Difference between a Map and an Aerial Photograph

A map cannot be directly traced out of an aerial photograph. The reason is that there is a basic difference in the planimetry (projection) and perspective of a map and an aerial photograph. The difference is given in Table 6.2.

Scale of Aerial Photograph

You are already familiar with the concept of a map scale (See Chapter 2). The concept of scale for aerial photographs is much the same as that of a map. Scale is the ratio of a distance on an aerial photograph the distance between the same two places on the ground in the real world. It can be expressed in unit equivalents like 1 cm= 1,000 km(or 12,000 inches) or as a representative fraction (1:100,000). 

Scale determines what objects would be visible, the accuracy of estimates and how certain features will appear. When conducting an analysis that is based on air photos, it will sometimes be necessary to make estimates regarding the number of objects, the area covered by a certain amount of material or it may be possible to identify certain features based on their length. To determine this dimension during air photo interpretation, it will be necessary to make estimates of lengths and areas, which require knowledge of the photo scale. There are three methods to compute the scale of an aerial photograph using different sets of information.

Method 1: By Establishing Relationship between Photo Distance and Ground Distance : If additional information like ground distances of two identifiable points in an aerial photograph is available, it is fairly simple to work out the scale of a vertical photograph. Provided that the corresponding ground distances (Dg) are known for which the distances on an aerial photograph (Dp) are measured. in such cases, the scale of an aerial photograph will be measured as a ratio of the two, i.e.
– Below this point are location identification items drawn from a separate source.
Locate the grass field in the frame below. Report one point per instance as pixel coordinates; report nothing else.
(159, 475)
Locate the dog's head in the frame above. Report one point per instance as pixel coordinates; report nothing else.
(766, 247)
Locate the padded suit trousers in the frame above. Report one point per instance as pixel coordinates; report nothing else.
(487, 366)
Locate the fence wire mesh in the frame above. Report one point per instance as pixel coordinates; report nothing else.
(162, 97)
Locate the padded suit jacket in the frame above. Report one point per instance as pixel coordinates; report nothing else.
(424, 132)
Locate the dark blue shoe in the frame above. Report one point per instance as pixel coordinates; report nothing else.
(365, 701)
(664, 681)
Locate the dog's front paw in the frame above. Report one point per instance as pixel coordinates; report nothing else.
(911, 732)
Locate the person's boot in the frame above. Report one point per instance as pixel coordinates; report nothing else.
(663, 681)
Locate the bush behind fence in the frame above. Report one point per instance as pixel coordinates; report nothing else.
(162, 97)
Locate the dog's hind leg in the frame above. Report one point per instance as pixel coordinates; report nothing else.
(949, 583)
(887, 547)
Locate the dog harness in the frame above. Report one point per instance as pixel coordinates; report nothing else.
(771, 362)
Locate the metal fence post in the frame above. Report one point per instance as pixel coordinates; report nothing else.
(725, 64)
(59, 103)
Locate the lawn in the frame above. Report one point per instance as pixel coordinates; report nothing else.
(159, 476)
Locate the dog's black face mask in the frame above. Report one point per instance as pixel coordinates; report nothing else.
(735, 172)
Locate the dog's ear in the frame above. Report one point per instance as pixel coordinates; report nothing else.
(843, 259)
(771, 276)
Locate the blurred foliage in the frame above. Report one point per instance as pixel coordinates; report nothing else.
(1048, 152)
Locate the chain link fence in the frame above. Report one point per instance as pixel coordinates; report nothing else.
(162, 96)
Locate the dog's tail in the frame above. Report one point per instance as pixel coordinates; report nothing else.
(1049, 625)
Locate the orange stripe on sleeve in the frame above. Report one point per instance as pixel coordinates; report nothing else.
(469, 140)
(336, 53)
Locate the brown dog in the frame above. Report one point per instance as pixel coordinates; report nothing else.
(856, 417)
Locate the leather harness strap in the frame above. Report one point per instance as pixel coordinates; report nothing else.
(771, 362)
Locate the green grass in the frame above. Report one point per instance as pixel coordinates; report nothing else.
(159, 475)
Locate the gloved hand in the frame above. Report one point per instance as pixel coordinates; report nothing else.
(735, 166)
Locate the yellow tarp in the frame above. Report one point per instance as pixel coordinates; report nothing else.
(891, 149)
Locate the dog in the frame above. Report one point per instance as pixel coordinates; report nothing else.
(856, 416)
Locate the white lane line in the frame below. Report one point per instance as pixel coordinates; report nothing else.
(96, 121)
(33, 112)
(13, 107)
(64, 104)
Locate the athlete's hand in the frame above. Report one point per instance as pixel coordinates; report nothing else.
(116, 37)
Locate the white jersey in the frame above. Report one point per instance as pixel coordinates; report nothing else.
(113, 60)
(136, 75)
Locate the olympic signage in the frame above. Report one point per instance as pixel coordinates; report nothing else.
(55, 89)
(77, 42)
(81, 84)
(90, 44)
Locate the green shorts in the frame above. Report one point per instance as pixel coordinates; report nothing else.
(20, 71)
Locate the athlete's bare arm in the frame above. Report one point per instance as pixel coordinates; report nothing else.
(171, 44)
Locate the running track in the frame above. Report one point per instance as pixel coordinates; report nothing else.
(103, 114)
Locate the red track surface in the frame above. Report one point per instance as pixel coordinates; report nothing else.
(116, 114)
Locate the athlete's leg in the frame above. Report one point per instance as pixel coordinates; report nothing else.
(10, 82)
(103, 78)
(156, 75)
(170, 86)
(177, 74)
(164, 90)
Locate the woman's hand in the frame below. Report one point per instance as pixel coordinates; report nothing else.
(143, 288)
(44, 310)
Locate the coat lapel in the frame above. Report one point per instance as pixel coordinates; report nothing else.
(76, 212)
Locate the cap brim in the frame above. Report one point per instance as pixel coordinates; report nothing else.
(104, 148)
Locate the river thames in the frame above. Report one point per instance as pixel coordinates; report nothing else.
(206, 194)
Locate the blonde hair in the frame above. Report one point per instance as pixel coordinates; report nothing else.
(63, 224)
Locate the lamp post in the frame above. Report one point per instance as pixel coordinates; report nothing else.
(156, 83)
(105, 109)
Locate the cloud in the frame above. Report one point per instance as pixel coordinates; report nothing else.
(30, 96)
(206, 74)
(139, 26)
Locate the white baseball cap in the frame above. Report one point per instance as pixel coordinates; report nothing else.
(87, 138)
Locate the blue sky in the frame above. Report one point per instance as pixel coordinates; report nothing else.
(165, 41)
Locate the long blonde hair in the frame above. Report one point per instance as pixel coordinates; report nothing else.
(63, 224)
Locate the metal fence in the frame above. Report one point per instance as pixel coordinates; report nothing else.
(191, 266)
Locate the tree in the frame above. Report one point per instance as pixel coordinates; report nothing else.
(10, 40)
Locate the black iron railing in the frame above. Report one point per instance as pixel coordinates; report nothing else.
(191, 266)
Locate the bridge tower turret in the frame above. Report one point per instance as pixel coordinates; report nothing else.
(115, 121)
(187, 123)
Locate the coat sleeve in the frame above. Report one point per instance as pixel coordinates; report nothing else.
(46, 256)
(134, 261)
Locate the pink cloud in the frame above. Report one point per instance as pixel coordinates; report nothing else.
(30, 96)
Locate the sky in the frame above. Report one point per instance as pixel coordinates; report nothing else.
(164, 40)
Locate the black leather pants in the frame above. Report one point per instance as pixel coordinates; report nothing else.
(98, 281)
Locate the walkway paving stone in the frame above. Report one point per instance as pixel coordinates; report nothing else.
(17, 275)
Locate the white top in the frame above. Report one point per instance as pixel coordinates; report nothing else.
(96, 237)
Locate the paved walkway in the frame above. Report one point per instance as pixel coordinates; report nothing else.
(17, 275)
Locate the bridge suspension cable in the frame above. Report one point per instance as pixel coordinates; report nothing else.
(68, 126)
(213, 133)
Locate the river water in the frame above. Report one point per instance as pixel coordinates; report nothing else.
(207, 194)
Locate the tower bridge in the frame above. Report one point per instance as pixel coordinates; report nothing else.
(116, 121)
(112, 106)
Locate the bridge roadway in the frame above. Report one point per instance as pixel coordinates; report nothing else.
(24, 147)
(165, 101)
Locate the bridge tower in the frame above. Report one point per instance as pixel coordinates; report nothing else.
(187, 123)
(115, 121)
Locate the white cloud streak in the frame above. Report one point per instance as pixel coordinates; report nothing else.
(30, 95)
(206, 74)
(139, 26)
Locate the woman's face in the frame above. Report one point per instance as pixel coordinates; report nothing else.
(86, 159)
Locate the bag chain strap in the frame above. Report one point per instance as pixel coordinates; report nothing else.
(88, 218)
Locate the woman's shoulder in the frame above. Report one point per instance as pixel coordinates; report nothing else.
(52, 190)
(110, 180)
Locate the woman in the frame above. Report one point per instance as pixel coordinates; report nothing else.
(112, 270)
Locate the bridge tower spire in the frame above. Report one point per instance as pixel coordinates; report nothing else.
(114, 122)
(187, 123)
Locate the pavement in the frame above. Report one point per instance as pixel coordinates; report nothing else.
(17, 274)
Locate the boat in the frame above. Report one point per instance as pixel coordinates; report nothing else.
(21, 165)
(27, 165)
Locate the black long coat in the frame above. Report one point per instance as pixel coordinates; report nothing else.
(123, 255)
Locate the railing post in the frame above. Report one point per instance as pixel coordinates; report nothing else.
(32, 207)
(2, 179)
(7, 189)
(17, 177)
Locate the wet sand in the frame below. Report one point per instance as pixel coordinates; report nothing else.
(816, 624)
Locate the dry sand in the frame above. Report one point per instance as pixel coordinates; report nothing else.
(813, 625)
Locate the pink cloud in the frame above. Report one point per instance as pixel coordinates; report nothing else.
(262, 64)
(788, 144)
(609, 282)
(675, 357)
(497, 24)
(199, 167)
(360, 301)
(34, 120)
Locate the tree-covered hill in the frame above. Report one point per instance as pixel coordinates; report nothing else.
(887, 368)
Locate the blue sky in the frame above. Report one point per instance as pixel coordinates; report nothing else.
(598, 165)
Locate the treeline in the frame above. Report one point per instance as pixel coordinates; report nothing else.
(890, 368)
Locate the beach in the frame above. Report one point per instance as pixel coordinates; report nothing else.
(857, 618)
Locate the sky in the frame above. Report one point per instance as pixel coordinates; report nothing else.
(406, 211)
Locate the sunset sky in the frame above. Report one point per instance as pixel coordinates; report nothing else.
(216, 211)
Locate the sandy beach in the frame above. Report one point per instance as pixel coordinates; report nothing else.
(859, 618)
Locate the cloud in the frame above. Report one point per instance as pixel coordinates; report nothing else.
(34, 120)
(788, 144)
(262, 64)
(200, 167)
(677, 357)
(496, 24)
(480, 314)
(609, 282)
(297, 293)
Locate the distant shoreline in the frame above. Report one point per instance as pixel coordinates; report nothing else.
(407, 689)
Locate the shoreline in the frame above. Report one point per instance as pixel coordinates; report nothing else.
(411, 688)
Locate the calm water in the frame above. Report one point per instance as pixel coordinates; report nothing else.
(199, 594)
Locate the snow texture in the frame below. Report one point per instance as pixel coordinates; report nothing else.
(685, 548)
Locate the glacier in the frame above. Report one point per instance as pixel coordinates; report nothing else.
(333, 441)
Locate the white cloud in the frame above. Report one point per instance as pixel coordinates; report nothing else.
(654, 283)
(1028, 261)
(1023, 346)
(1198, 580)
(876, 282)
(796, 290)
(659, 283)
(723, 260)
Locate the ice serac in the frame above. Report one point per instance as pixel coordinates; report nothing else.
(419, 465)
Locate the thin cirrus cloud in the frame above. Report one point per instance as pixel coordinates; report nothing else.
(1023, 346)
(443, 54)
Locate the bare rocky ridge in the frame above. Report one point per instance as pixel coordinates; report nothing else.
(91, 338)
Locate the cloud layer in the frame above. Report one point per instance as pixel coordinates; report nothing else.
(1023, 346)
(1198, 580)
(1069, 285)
Dp/ Dg.

Problem 6.1 The distance between two points on an aerial photograph is measured as 2 centimetres. The known distance between the same two points on the ground is 1 km. Compute the scale of the aerial photograph (Sp).

Solution

Sp = Dp : Dg

= 2 cm : 1 km

= 2cm : 1 x 100,000 cm

= 1 : 100,000/2 = 50,000 cm

= 1 unit represents 50,000 units

Therefore, Sp = 1 : 50,000

Method 2: By Establishing Relationship between Photo Distance and Map Distance: As we know, the distances between different points on the ground are not always known. However, if a reliable map is available for the area shown on an aerial photograph, it can be used to determine the photo scale. In other words, the distances between two points identifiable both on a map and the aerial photograph enable us to compute the scale of the aerial photograph (Sp). The relationship between the two distances may be expressed as under :

(Photo scale : Map scale) = (Photo distance : Map distance)

We can derive

Photo scale (Sp) = Photo distance (Dp) : Map distance (Dm) x Map scale factor (msf)

Problem 6.2 The distance measured between two points on a map is 2 cm. The corresponding distance on an aerial photograph is 10 cm. Calculate the scale of the photograph when the scale of the map is 1: 50,000.

Solution

Sp = Dp : Dm x msf

Or = 10 cm : 2 cm x 50,000

Or = 10 cm : 100,000 cm

Or = 1 : 100,000/10 = 10,000 cm

Or = 1 unit represents 10,000 units

Therefore, Sp = 1 : 10,000

Method 3: By Establishing Relationship between Focal Length (f) and Flying Height (H) of the Aircraft : If no additional information is available about the relative distances on photograph and ground/map, we can determine the photo-scale provided the information about the focal length of the camera (f) and the flying height of the aircraft (H) are known (Fig. 6.15). The photo scale so determined could be more reliable if the given aerial photograph is truly vertical or near vertical and the terrain photographed is flat. The focal length of the camera (f) and the flying height of the aircraft (H) are provided as marginal information on most of the vertical photographs (Box 6.2).

The Fig. 6.15 may be used to derive the photo-scale formula in the following way :

Focal Length (f) : Flying Height(H) =

Photo distance (Dp) : Ground distance (Dg)

Problem 6.3 Compute the scale of an aerial photograph when the flying height of the aircraft is 7500m and the focal length of the camera is 15cm.

Sp = f : H

Or Sp = 15 cm : 7,500 x 100 cm

Or Sp = 1 : 750,000/15

Therefore, Sp = 1 : 50,000